Back in April we looked at the Asus Padfone 2, a 4.7in phone that docked into a 10.1in screen to form a tablet. Now we’re looking at the other side of the coin with the Asus Fonepad, a device you can view as either a 7in Android tablet with a cellular connection, or a really enormous smartphone. Unless you like doing your best impression of Dom Joly circa 2000 it’s probably best to stick to the first interpretation, but with a Bluetooth earpiece or a lot of chutzpah it would work perfectly well as the latter.
Asus already makes the best 7in Android tablet in the shape of the Google Nexus 7, and the Fonepad is clearly a close cousin.

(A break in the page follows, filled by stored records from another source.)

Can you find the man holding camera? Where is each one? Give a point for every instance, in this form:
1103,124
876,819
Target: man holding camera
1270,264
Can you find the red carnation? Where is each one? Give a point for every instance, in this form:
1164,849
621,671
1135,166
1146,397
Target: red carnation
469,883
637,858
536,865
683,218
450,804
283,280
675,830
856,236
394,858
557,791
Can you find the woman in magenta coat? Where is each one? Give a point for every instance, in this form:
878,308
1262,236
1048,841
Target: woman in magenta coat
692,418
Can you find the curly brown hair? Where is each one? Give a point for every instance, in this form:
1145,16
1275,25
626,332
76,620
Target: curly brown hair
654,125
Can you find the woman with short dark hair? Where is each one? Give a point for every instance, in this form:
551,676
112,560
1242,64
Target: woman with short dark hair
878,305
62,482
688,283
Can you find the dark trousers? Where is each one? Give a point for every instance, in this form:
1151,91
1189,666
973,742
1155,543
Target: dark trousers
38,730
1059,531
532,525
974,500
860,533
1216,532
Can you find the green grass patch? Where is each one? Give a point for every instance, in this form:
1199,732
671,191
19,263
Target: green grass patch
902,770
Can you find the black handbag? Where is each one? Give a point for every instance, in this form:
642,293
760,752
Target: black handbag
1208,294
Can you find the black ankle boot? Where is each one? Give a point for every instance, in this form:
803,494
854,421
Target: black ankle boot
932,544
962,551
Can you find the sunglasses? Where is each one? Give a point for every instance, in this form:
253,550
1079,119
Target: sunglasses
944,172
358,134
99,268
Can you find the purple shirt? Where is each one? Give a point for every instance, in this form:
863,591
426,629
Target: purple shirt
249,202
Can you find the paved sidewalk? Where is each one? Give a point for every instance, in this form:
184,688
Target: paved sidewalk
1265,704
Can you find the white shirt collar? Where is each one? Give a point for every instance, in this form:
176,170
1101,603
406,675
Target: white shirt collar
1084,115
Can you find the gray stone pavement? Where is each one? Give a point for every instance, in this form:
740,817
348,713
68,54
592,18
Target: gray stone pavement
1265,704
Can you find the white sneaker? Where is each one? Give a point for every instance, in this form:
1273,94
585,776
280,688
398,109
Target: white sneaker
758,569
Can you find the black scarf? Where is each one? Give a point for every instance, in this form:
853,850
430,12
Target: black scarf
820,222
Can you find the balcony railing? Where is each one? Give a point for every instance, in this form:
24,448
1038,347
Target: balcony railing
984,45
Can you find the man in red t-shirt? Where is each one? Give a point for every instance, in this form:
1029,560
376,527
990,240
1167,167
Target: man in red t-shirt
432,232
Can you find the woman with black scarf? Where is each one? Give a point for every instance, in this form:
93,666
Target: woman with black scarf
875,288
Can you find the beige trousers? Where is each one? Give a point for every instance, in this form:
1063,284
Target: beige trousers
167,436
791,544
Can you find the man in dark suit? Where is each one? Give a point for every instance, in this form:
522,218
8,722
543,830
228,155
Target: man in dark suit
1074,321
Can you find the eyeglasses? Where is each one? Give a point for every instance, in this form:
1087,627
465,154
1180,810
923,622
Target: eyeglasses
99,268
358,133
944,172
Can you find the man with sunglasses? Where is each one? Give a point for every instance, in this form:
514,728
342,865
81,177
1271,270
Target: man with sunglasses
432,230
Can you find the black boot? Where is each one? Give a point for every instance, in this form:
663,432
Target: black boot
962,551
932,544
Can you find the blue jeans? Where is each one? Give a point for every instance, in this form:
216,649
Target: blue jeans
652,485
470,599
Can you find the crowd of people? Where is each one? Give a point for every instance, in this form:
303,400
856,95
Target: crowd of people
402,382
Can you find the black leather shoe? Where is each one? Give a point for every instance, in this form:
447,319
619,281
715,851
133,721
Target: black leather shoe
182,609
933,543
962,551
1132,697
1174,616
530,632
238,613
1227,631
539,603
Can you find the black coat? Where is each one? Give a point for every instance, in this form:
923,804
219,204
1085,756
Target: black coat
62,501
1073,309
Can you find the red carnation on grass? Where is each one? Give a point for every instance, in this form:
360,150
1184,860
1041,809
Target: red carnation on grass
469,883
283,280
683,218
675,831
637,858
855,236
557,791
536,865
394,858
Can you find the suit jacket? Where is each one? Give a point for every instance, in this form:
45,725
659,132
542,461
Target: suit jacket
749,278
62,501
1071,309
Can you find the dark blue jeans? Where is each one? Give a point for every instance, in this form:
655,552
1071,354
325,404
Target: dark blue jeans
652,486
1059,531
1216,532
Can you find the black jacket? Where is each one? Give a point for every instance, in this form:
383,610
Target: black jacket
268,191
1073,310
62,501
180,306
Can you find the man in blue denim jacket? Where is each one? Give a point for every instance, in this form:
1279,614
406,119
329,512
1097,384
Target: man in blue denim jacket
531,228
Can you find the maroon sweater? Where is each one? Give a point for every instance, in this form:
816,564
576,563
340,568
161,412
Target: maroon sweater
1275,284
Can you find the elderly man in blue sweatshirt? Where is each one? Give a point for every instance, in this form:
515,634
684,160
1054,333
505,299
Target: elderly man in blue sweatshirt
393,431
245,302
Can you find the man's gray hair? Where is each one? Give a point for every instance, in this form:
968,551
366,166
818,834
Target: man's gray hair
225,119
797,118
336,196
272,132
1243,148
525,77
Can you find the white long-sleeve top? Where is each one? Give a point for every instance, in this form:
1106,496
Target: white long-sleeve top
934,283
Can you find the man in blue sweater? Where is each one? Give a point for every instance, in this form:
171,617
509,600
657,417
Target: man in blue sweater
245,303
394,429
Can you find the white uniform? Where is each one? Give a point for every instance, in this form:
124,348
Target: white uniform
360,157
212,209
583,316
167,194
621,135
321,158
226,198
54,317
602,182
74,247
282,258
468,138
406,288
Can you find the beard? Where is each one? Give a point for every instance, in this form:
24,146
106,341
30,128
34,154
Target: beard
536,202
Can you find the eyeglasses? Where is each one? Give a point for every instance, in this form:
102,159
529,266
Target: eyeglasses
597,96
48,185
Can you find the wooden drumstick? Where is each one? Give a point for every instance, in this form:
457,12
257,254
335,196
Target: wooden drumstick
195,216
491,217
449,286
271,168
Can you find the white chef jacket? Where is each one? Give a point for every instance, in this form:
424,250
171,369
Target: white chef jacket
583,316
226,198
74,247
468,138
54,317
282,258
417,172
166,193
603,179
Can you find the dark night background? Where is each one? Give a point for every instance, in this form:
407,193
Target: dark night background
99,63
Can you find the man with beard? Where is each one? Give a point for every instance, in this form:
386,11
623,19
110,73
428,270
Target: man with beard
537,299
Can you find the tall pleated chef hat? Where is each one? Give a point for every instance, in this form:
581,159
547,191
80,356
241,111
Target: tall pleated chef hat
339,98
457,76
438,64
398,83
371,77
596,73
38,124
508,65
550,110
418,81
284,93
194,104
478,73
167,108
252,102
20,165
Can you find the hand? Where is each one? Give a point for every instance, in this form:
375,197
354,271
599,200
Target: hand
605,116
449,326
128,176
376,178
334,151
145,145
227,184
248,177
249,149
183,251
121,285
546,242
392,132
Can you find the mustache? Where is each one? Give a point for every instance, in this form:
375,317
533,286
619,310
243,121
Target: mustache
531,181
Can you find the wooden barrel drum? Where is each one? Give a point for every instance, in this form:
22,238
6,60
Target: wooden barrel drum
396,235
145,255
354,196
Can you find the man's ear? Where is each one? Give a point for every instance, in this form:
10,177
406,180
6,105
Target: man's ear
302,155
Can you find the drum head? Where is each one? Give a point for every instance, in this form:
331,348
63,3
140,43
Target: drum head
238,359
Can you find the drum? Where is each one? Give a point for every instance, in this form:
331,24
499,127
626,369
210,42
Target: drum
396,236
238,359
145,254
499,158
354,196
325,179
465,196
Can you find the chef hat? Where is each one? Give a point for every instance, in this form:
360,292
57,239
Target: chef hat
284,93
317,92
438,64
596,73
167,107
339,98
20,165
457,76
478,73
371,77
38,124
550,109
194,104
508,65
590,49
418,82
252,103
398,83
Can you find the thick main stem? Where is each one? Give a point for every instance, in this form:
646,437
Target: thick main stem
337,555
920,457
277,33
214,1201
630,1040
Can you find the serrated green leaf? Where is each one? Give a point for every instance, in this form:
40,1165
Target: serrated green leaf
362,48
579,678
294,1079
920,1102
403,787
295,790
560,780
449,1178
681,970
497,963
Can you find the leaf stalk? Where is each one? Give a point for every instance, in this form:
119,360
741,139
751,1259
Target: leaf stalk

The front-facing camera has moved slightly to the right to accommodate an ear-friendly speaker for phone calls, while the dotted plastic rear has been replaced by a smarter brushed aluminium back. Still, it looks and feels very familiar, and even has the volume and power controls in the same place. At 316 grams the Fonepad is slightly lighter than the Nexus 7 and it’s also ever-so-slightly smaller, but really, the two might as well be twins.
This close kinship extends to build quality. The Nexus 7 was one of the first budget tablets that felt like it might survive more than a few months of actual use, and the same goes for the Fonepad. Meanwhile connectivity is actually better on the Padfone, with the microUSB port and headphone hack joined by a microSD card reader and a microSIM slot for connecting to your chosen network. The latter items are hidden beneath a rubberised plastic cover at the rear. With the Nexus 7 you were stuck with whatever capacity you bought, but with the Fonepad, you can add up to 32GB of extra storage later on.
Screen quality and sound
There are more similarities to the Nexus 7 with the screen. It’s a 7in 1280 x 800 LED-backlit IPS panel, and clarity and resolution are about as good as you get on a 7in tablet in mid-2013. It’s bright, colours are rich and vibrant and viewing angles are wide enough for those moments when you want to share a video clip, web page or photo with a friend. Games and HD video look good, and photos look punchy but natural.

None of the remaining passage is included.